Start local. And start simple. Bike tours don’t have to be long and challenging. Ride from your house to a hotel 15 miles away, stay overnight, and return home the next day. You’re a bike tourist!
In fact, the best way to prepare for and learn more about this wonderful activity is to start local. You’ll quickly counter any perceived hurdles you might have, such as equipment, navigation, or ability.
Here are reasons why starting local can help break you in gently to bike touring.
Bike overnights: your gateway drug. Jim Sayer, executive director of Adventure Cycling Association, has explained that bicycle overnights are the “gateway drug” to more involved bike touring. They turn you from newbie to knowledgeable in just one night (though, the more the better, we think!).
No major mileage required. Starting local and riding around your town or taking a nearby overnight trip doesn’t have to require a lot of miles. Simply plan a short overnight and hop on your bike to go through the logistics of a short bike tour. Get on your bike and learn the logistics of what’s required.
No fancy equipment needed. You don’t need an expensive bike or equipment to explore around town or take an overnight trip. You simply need a bike that you know can carry you safely and comfortably. If you plan to spend one night out, you don’t need fancy saddlebags for your bike. Just wear a backpack. You don’t even need a tent or sleeping bag. It’s perfectly fine to be a “credit card camper” and stay in a nearby hotel.
Leave the car at home. Learn how to use your bike for transportation. Ditch your car. Ride to work, or to the store.
Join a charity ride. These rides are a great way to ride with support and the security of other riders. The logistics are covered for you, and all you have to do is ride. These events are a great way to expand your comfort zone with others by your side, and to join large-scale events where you can network with other cyclists. Find charity rides here to get started.
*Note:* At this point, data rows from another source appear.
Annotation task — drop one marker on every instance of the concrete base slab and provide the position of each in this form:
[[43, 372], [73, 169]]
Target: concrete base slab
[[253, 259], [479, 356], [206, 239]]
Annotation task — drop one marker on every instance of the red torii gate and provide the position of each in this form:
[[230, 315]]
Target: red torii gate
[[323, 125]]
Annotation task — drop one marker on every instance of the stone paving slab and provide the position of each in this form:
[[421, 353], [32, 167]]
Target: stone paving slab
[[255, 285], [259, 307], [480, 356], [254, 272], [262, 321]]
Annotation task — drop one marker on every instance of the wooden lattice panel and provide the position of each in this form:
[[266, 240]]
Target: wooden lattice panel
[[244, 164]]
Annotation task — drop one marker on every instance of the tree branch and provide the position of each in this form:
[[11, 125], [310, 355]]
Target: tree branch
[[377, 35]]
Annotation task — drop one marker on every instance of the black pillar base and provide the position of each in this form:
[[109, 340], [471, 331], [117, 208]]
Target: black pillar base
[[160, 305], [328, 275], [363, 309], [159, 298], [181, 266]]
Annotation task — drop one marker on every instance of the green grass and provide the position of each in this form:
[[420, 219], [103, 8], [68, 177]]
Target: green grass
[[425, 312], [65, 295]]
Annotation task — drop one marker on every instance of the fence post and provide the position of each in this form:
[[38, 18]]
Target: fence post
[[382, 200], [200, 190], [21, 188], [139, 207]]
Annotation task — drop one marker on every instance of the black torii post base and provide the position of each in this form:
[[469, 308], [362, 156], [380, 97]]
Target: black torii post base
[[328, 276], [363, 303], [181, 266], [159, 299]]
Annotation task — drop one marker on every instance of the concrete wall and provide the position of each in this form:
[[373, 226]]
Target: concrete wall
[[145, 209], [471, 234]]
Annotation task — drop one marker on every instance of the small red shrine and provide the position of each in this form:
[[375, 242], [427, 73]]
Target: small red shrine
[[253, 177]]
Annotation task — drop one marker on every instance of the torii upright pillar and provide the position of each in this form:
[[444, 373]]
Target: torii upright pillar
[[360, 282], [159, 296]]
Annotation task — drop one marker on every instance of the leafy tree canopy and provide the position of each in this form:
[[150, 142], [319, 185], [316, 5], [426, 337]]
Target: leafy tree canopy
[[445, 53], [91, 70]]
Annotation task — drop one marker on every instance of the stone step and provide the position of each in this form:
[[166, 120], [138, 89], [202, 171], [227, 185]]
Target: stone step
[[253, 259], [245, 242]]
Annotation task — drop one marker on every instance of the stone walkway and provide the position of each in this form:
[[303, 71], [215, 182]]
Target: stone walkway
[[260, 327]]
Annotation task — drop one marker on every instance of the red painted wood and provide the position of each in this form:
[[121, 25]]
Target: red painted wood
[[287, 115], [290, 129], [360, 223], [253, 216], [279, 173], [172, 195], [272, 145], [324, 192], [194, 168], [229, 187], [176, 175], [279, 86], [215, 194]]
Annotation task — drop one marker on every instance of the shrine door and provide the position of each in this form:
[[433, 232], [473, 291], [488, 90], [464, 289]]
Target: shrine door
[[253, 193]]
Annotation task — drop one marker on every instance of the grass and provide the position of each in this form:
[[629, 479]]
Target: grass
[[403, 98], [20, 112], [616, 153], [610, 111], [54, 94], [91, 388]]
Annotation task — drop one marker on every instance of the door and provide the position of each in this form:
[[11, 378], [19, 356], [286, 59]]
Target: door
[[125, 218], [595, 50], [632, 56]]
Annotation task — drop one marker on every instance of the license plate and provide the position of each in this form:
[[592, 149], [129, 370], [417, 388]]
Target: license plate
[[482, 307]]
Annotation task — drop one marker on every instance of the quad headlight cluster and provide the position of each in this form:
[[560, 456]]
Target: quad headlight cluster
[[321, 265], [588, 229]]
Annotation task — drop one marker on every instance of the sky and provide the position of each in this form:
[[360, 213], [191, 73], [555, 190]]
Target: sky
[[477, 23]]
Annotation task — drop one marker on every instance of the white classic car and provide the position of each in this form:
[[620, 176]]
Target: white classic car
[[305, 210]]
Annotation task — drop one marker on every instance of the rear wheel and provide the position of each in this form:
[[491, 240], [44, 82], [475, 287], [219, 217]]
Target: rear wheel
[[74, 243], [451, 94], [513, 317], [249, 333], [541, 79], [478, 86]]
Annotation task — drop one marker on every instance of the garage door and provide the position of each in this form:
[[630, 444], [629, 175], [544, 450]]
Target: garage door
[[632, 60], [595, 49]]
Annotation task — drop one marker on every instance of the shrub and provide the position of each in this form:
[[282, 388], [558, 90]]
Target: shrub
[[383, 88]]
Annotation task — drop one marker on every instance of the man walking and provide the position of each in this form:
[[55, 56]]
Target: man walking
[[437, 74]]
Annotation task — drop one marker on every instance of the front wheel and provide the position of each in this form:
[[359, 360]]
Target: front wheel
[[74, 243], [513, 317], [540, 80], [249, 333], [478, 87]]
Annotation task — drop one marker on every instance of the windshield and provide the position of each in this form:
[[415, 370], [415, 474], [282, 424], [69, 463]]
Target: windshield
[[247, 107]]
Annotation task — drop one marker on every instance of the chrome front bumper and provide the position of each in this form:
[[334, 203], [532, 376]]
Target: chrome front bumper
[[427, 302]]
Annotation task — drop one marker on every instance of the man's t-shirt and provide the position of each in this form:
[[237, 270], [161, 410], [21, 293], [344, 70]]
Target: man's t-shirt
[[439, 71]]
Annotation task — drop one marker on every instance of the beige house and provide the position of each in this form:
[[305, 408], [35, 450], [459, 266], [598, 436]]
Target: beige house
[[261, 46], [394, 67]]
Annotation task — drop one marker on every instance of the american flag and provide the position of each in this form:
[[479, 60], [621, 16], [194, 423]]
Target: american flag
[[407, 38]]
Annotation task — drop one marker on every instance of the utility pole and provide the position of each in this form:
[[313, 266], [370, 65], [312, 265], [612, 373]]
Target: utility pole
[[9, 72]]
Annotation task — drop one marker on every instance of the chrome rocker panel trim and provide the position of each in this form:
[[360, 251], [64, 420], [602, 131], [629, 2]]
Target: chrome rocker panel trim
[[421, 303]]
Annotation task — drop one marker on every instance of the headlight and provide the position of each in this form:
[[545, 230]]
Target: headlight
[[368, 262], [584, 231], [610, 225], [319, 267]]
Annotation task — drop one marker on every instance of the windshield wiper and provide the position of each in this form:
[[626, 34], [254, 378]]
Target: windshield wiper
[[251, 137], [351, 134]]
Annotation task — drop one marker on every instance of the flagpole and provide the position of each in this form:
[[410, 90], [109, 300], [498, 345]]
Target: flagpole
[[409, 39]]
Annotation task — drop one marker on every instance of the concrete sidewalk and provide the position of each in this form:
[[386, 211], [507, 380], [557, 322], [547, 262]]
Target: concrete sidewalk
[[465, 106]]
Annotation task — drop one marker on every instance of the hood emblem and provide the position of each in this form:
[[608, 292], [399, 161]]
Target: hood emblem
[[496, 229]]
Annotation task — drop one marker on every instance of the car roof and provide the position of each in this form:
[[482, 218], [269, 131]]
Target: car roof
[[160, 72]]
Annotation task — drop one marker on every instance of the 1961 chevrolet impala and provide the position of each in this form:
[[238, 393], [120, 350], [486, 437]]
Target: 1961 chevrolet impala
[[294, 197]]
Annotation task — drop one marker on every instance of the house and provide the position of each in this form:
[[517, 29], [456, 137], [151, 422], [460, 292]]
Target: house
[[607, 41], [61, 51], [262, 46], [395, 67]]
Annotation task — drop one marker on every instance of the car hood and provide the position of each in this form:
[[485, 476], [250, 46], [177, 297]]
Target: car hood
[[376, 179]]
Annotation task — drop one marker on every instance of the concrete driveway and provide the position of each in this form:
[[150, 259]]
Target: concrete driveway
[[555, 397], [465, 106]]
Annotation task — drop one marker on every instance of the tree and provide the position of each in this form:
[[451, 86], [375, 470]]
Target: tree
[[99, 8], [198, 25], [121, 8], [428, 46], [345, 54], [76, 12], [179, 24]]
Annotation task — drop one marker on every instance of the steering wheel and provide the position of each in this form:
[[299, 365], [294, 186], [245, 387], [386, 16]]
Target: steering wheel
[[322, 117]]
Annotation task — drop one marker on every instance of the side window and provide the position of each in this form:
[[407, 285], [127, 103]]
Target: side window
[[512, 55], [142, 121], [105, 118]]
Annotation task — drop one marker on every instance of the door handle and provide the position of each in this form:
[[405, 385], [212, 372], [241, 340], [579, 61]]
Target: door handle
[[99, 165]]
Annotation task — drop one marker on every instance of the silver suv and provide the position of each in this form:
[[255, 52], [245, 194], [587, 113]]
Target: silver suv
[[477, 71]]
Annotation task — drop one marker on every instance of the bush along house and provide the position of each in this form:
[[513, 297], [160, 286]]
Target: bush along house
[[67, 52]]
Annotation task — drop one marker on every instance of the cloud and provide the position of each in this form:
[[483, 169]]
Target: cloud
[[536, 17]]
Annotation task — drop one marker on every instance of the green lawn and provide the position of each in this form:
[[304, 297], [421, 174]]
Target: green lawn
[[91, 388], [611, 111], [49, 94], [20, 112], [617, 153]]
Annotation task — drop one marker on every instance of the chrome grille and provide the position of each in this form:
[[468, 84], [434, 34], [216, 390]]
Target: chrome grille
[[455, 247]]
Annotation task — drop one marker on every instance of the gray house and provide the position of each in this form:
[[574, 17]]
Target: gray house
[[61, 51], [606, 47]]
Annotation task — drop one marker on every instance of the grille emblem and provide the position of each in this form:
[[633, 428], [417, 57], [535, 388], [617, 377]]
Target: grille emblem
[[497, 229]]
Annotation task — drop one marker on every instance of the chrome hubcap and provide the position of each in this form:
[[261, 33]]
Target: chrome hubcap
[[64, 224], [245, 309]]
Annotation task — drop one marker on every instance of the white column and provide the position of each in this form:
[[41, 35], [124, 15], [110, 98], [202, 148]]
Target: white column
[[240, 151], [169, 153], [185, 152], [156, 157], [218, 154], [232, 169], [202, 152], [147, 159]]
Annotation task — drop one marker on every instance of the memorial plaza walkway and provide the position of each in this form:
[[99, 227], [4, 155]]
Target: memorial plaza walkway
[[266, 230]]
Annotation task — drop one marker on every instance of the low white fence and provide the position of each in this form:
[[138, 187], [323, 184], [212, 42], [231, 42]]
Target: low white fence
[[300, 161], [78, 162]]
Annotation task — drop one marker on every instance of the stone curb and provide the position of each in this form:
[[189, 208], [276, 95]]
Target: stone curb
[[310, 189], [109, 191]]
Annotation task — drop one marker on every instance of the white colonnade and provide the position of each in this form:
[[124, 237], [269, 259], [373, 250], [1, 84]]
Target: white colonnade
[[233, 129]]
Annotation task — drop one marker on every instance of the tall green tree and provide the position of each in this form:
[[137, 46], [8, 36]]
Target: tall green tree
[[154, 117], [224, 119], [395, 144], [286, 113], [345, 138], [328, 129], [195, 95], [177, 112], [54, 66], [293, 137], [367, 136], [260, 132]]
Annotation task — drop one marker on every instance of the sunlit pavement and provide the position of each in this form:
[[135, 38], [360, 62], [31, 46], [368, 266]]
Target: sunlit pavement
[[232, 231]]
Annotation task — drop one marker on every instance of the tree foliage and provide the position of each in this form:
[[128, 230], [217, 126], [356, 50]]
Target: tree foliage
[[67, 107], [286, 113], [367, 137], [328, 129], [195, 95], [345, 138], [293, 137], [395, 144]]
Join a statewide ride. These are much like charity rides, but are typically a bit longer, giving you the opportunity to take part in an organized, multi-day cycling experience. These all started with the well-known RAGBRAI (Register’s Annual Great Bicycle Ride Across Iowa) back in 1973 and are now offered all across the United States. See a listing of statewide rides here, or, check with your local bike shop to learn more about what’s happening in your area.
Build from there. Once you’re comfortable with one overnight, extend it to two. Then to three. Before you know it, you’ll be doing weeklong tours like a pro!